Pro-Palestinian protest organisers have planned a national day of action on Saturday, instead of a large march in central London.
The direct action will take the form of more than 100 smaller rallies at various locations across the UK.
London will see 10 events, including rallies in Islington, Redbridge and Tower Hamlets.
Previous weekends have seen thousands of protesters and counter-protesters converging on the capital.
A spokeswoman for organisers Stop The War Coalition said that Saturday’s rallies come ahead of a national demonstration planned for the following Saturday.
“Groups around the country are organising local rallies and marches to basically build for the national demonstration that has been called for next Saturday,” she said.

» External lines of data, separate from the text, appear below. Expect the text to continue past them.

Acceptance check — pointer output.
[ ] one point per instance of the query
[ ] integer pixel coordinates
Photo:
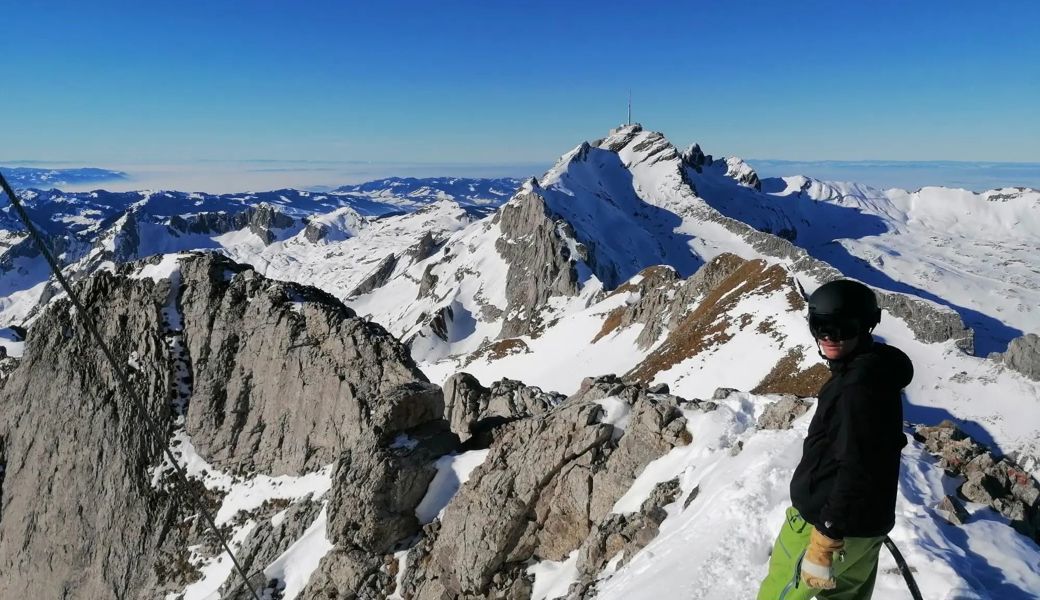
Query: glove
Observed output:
(817, 559)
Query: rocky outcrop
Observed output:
(664, 300)
(706, 323)
(780, 414)
(285, 375)
(998, 483)
(741, 172)
(473, 410)
(620, 537)
(283, 379)
(262, 219)
(425, 248)
(377, 278)
(539, 258)
(695, 157)
(546, 483)
(79, 516)
(1022, 356)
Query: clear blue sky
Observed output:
(516, 82)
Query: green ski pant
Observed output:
(855, 574)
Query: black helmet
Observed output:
(842, 310)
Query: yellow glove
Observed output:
(817, 559)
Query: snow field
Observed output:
(718, 547)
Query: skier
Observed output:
(843, 489)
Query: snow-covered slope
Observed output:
(669, 268)
(281, 230)
(975, 253)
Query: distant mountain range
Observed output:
(50, 178)
(591, 384)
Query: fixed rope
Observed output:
(181, 477)
(904, 568)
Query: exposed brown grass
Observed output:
(651, 276)
(787, 379)
(705, 327)
(795, 298)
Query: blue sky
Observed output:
(516, 83)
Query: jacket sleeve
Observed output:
(857, 437)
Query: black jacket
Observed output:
(847, 480)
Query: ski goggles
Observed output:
(835, 328)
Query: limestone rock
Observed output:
(547, 480)
(999, 484)
(69, 465)
(378, 277)
(781, 414)
(1023, 356)
(539, 259)
(473, 410)
(284, 374)
(953, 511)
(623, 535)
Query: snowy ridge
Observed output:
(718, 546)
(575, 258)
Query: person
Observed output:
(843, 490)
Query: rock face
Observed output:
(79, 516)
(284, 374)
(624, 535)
(539, 259)
(547, 481)
(284, 377)
(997, 483)
(781, 414)
(471, 409)
(379, 276)
(262, 220)
(664, 300)
(1023, 356)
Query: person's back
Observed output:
(843, 489)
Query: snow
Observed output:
(165, 268)
(11, 342)
(401, 558)
(718, 547)
(214, 571)
(293, 568)
(452, 471)
(975, 253)
(254, 492)
(552, 578)
(618, 413)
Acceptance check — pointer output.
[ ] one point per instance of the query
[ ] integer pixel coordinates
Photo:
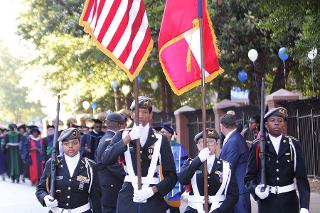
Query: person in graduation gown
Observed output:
(47, 143)
(110, 176)
(155, 153)
(222, 185)
(76, 182)
(284, 164)
(11, 142)
(3, 169)
(90, 141)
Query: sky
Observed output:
(9, 12)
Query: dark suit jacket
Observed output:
(110, 176)
(236, 152)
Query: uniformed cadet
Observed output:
(222, 186)
(90, 141)
(155, 151)
(110, 176)
(76, 182)
(284, 163)
(179, 156)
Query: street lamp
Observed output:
(85, 105)
(115, 87)
(125, 89)
(154, 85)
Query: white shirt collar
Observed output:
(276, 142)
(145, 133)
(228, 136)
(33, 138)
(210, 162)
(72, 162)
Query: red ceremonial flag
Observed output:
(179, 45)
(121, 30)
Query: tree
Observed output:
(14, 105)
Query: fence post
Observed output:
(313, 144)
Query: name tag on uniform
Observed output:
(198, 172)
(59, 178)
(83, 179)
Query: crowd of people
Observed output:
(96, 170)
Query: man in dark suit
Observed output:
(235, 151)
(111, 176)
(284, 163)
(155, 153)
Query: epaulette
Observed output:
(220, 160)
(292, 138)
(255, 140)
(89, 160)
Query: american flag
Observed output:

The spokeswoman added that most of the rallies will have speakers, and some will still march.
“I think most of them have speakers from various organisations that are involved in the main marches, and then trade unionists,” she said.
“Some of them have trade unionists as speakers, and some of them are marching, like the one in Highbury.
“We are marching to (Labour shadow attorney general) Emily Thornberry’s office from Highbury and Islington station, but some of them are static, so it depends really.”
Ben Jamal, director of the Palestine Solidarity Campaign, said the rallies were organised to show that “ordinary people” support a ceasefire.
“This Saturday, ordinary people across the UK will come out again to show the vast majority of them support a ceasefire,” he said.
“They will show their solidarity with Palestinians who are suffering unimaginable harm.
“They will also demand the root causes are not forgotten – Israel’s decades-long military occupation of Palestinian territories and its system of apartheid against Palestinians.
“We demand justice for the Palestinian people – their right to self-determination and to live in freedom, safety, and with full human rights.”
The Metropolitan Police said that a “significant” policing operation is planned for the capital this weekend.
They said they would target deployments in areas “with significant Jewish or Muslim communities”, which they said “continue to experience increased uncertainty and fear in light of events in the Middle East and their impact here in London”.
Temporary Commander Karen Findlay, who is leading the operation, said: “Whilst there is no single large central protest event on Saturday, our policing priorities remain the same across the local events that are due to take place.
“We are here to ensure that people can exercise their right to protest but to make sure that is done lawfully, and that unreasonable disruption to the lives of other Londoners is kept to a minimum.
“Our officers will intervene swiftly where they see offences taking place. In particular, I want to reiterate that there is no place for hate in London. Hate crime will not be tolerated.
“Regrettably, while the majority of protesters coming out in recent weeks have been peaceful, we have continued to see people taking part in offensive chanting or intentionally carrying placards that cross the line from political statements into racially or religiously aggravated offences.”
The British Transport Police have issued Section 14a orders prohibiting protests on Saturday at many of London’s main rail stations.
The orders will be in place between 10am and 11pm at Waterloo, Charing Cross, King’s Cross, London Bridge, Euston, Liverpool Street, Marylebone, Paddington, Victoria and St Pancras.
Assistant Chief Constable Sean O’Callaghan said: “We have been made aware of several planned demonstrations due to take place on Saturday November 18 across railway stations in London.
“We fully respect the rights of people to protest lawfully but where we believe this could cause serious disruption to the railway services, we must act.”